Sudan has last chance to avoid US sanctions – Bush
April 18, 2007 (WASHINGTON) — President George W. Bush warned Sudan’s president on Wednesday that he has one last chance to stop violence in Darfur or else the United States will impose sanctions and consider other punitive options.
Bush said he has decided to give U.N. Secretary General Ban Ki-moon more time to pursue diplomacy with Sudanese President Omar Hassan al-Bashir but made clear in a speech at the U.S. Holocaust Museum that his patience is limited.
“President Bashir should take the last chance by responding to the secretary general’s efforts and to meet the just demands of the international community,” Bush said.
Bush raised the possibility of an international no-fly zone aimed at preventing Sudan’s military aircraft from flying over Darfur. He accused the Sudanese of painting military planes white to disguise them as United Nations or African Union aircraft.
“I’m also looking at what steps the international community could take to deny Sudan’s government the ability to fly its military aircraft over Darfur, and if we don’t begin to see signs of good-faith commitments, we will hear calls for even sterner measures. The situation doesn’t have to come to that,” Bush said.
Britain has pushed for a no-fly zone in Darfur but U.S. defense officials have said it is not an option being actively explored as such a measure would be hard to implement in an area the size of Texas.
Bush has been frustrated at the international community’s failure to stop what he calls genocide in Darfur, where more than 200,000 people have been killed since 2003. In his speech, he accused Bashir of routinely violating past agreements.
“Sudan’s government has moved arms to Darfur, conducted bombing raids on villages.

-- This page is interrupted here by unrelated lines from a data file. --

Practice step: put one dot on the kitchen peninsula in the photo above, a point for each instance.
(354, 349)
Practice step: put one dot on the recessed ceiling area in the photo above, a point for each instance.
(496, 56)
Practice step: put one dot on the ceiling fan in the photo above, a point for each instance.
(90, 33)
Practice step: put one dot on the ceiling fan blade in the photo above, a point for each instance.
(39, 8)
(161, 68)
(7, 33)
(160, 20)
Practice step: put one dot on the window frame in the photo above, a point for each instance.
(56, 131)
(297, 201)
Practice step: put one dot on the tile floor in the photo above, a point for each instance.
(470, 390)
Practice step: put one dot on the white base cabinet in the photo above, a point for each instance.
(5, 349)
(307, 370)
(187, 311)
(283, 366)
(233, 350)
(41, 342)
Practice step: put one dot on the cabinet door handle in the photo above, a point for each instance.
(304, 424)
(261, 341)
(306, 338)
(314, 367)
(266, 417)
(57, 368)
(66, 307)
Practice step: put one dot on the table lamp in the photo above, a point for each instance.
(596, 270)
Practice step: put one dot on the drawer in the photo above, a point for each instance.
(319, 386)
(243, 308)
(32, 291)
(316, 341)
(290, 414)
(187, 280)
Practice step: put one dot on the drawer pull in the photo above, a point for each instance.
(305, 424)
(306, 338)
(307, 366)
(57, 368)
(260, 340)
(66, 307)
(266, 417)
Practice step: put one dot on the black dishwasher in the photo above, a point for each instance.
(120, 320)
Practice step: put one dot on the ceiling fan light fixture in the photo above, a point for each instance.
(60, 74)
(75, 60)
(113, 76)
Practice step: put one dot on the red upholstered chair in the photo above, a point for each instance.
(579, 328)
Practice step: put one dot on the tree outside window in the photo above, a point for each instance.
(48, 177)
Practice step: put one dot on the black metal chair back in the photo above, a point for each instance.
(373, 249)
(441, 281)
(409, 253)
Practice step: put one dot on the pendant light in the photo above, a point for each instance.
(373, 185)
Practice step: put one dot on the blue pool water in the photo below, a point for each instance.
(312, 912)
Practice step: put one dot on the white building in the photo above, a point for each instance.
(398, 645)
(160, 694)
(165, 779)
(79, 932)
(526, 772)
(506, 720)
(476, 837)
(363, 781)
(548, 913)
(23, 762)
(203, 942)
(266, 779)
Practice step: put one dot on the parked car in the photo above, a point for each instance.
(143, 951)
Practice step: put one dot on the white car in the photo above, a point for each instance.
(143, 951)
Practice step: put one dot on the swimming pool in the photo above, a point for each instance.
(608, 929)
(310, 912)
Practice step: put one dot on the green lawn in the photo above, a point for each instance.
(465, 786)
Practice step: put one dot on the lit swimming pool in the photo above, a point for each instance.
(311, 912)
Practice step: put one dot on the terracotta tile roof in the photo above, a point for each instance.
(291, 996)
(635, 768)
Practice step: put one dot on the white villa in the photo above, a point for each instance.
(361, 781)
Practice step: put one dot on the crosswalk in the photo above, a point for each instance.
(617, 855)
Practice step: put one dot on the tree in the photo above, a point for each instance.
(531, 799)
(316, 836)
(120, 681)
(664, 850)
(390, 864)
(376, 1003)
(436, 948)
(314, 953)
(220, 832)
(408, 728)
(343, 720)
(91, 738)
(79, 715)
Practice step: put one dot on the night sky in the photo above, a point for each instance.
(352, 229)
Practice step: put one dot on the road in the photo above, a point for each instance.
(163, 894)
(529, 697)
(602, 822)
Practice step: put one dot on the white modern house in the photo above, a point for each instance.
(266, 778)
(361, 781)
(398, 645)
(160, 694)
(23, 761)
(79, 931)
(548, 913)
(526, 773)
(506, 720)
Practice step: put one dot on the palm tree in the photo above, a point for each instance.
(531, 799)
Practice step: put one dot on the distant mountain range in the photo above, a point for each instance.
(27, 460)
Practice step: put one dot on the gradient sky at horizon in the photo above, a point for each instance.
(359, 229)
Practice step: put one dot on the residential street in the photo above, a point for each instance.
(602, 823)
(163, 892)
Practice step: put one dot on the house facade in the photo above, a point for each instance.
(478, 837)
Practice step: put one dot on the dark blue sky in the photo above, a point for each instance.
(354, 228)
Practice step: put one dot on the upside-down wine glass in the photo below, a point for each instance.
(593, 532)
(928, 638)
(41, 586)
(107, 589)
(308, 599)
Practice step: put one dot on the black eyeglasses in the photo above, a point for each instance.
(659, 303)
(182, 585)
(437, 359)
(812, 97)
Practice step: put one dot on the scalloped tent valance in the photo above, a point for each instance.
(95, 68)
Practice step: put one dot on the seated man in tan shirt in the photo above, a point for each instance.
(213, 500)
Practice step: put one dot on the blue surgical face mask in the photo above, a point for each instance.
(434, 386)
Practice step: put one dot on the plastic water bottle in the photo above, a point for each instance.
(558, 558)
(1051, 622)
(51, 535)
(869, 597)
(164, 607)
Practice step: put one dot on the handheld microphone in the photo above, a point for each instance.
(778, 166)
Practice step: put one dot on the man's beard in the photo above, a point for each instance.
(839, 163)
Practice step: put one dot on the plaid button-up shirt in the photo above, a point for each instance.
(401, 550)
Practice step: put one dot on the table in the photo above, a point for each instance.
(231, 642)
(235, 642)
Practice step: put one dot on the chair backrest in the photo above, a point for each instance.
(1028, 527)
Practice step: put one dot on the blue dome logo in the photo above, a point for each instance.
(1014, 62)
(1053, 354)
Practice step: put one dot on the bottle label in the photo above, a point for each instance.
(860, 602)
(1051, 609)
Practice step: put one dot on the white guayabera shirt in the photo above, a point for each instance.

They’ve used military vehicles and aircraft that are painted white, which makes them look like those deployed by humanitarian agencies and peacekeeping forces,” Bush said.
Speaking sternly, Bush said to avoid sanctions Bashir must allow deployment of a full joint U.N.-African Union peacekeeping force to Darfur, end support for Janjaweed militias, reach out to rebel leaders and allow humanitarian aid to reach the people of Darfur.
Outlining the sanctions Sudan would face, Bush said the Treasury Department will bar 29 companies owned or controlled by the government of Sudan from the U.S. financial system, making it a crime for American companies to do business with them.
Washington would also target sanctions against individuals responsible for violence.
And Bush said he would direct Secretary of State Condoleezza Rice to prepare a new U.N. Security Council resolution that would apply new sanctions against the Sudanese government.
The new resolution would impose an expanded arms embargo on the Sudanese government and prohibit Sudan from conducting any offensive military flights over Darfur, Bush said.